Published last month by JAMA (Journal of American Medical Association) Internal Medicine, the study titled “Prevention of Low Back Pain” found that exercise reduced the risk of repeated low-back pain by between 25 and 40 percent.

“If there were a pill out there that could reduce your risk of future episodes of back pain by 30 percent, I’d probably be seeing ads on television every night,” said Dr. Tim Carey, an internist at the University of North Carolina, in an interview with NPR. Carey wrote an accompanying commentary in the journal.

Eight of 10 people in the U.S. will experience back pain at some point in their lives, according to the National Institutes of Health, with 25 percent of the population having had low-back pain in the last three months.

“It’s a universal experience,” said Chris Maher, a health researcher and former physical therapist at the University of Sydney in Australia. “You’d be a really uncommon person never to have had an episode of back pain.”

Back pain accounts for 10 percent of primary care physician visits and $86 billion in health care spending annually – but that number doesn’t have to be so high.

A 2015 study published in BMC Health Services, a health care journal, says many of these costs associated with acute, non-specific back pain can be reduced by up to 60 percent when the patient sees a physical therapist early.

“Physical therapy as the starting point of care in your back pain episode can have significant positive implications,” said John D. Childs, PT, PhD, a researcher in the study. “Receiving physical therapy treatment that adheres to practice guidelines even furthers that benefit.”

In contrast, those who followed a different path than physical therapy – one that began with a referral to medical images (e.g., an MRI) – have increased odds of receiving more expensive treatments such as injections and even surgery, according to another 2015 study.

Are these more expensive treatment options – from MRIs to surgery – worth the extra cost?
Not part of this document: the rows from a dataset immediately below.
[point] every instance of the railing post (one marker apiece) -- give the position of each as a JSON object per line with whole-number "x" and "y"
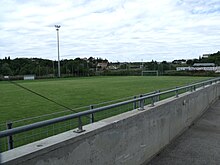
{"x": 91, "y": 115}
{"x": 152, "y": 101}
{"x": 176, "y": 92}
{"x": 135, "y": 103}
{"x": 141, "y": 104}
{"x": 80, "y": 129}
{"x": 10, "y": 138}
{"x": 158, "y": 97}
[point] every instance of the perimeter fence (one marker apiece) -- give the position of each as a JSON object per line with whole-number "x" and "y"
{"x": 17, "y": 133}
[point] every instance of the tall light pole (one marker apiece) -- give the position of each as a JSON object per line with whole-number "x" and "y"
{"x": 58, "y": 48}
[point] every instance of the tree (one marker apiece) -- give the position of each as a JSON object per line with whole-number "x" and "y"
{"x": 6, "y": 70}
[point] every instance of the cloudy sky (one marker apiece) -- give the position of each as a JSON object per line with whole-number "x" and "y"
{"x": 118, "y": 30}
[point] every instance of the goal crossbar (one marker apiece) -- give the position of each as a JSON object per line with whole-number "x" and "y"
{"x": 150, "y": 71}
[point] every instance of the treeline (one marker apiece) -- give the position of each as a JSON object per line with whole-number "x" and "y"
{"x": 42, "y": 67}
{"x": 93, "y": 66}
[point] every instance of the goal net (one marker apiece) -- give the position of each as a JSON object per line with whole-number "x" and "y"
{"x": 150, "y": 73}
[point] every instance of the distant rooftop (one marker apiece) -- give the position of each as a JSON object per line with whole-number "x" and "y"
{"x": 203, "y": 64}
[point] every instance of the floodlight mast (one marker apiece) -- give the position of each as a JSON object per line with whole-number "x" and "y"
{"x": 58, "y": 48}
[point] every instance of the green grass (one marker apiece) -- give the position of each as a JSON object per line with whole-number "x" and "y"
{"x": 17, "y": 103}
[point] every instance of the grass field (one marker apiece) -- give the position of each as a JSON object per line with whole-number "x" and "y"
{"x": 17, "y": 103}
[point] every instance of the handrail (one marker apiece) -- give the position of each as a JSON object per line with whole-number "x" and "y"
{"x": 40, "y": 124}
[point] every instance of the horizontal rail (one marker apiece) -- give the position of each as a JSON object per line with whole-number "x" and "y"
{"x": 40, "y": 124}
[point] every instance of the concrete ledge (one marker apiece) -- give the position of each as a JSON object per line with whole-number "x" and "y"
{"x": 130, "y": 138}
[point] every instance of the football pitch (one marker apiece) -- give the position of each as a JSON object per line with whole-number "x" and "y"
{"x": 19, "y": 103}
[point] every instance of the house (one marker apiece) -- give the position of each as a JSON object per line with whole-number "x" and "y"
{"x": 206, "y": 55}
{"x": 101, "y": 66}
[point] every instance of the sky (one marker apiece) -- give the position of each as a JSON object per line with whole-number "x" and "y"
{"x": 117, "y": 30}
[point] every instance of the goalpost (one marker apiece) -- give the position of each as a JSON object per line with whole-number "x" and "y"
{"x": 150, "y": 73}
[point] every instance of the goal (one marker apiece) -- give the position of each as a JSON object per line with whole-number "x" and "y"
{"x": 150, "y": 73}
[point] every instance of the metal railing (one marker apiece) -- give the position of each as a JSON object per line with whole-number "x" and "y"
{"x": 136, "y": 102}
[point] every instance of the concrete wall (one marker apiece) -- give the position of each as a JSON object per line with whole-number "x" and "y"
{"x": 130, "y": 138}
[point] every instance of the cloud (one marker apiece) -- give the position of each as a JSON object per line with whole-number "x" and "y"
{"x": 119, "y": 30}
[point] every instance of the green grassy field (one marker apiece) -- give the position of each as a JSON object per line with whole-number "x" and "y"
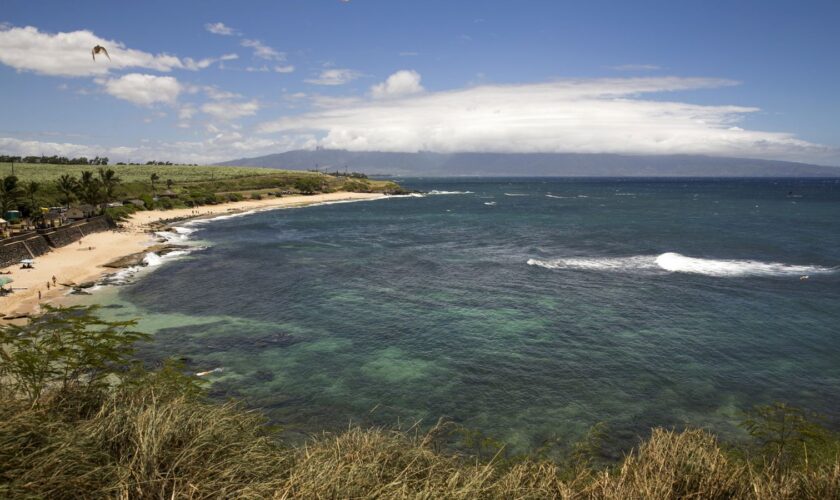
{"x": 191, "y": 185}
{"x": 44, "y": 172}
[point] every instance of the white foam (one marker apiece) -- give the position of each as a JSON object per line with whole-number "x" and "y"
{"x": 677, "y": 263}
{"x": 598, "y": 263}
{"x": 196, "y": 222}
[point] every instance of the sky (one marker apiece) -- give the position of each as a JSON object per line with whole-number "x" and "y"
{"x": 205, "y": 81}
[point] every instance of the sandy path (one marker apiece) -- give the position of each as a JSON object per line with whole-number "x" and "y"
{"x": 81, "y": 262}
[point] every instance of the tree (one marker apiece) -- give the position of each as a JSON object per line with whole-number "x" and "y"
{"x": 9, "y": 193}
{"x": 308, "y": 185}
{"x": 89, "y": 189}
{"x": 30, "y": 189}
{"x": 67, "y": 185}
{"x": 154, "y": 177}
{"x": 64, "y": 347}
{"x": 109, "y": 181}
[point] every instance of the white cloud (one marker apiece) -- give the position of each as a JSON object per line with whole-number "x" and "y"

Some studies say no, instead showing that physical therapy can be just as effective as surgery in the treatment of come common back ailments.

For instance:

Lumbar Spinal Stenosis: A recent study published in the April 2015 edition of Annals of Internal Medicine states lumber spinal stenosis (the narrowing of the open spaces within the spine) can be treated just as successfully with physical therapy as with surgery – and with 15 percent fewer complications.

Degenerative Disk Disease (DDD): A 2013 study conducted at Thomas Jefferson University Hospital found that patients who perused surgical options to treat degenerative disk disease (the breaking down of disks in the spine that affects 3 million people each year) did not experience greater outcomes in pain, disability and health status as those who opted for physical therapy.

“This is important research because it provides even more evidence that physical therapy is a less costly alternative to medication, surgery, and other invasive medical procedures,” said Nancy While, PT, DPT, the American Physical Therapy Association’s (APTA) executive vice president of professional affairs. “Not only do patients benefit from the improved outcomes resulting from an active approach to care, society benefits from the reduced financial burden on our health care system.”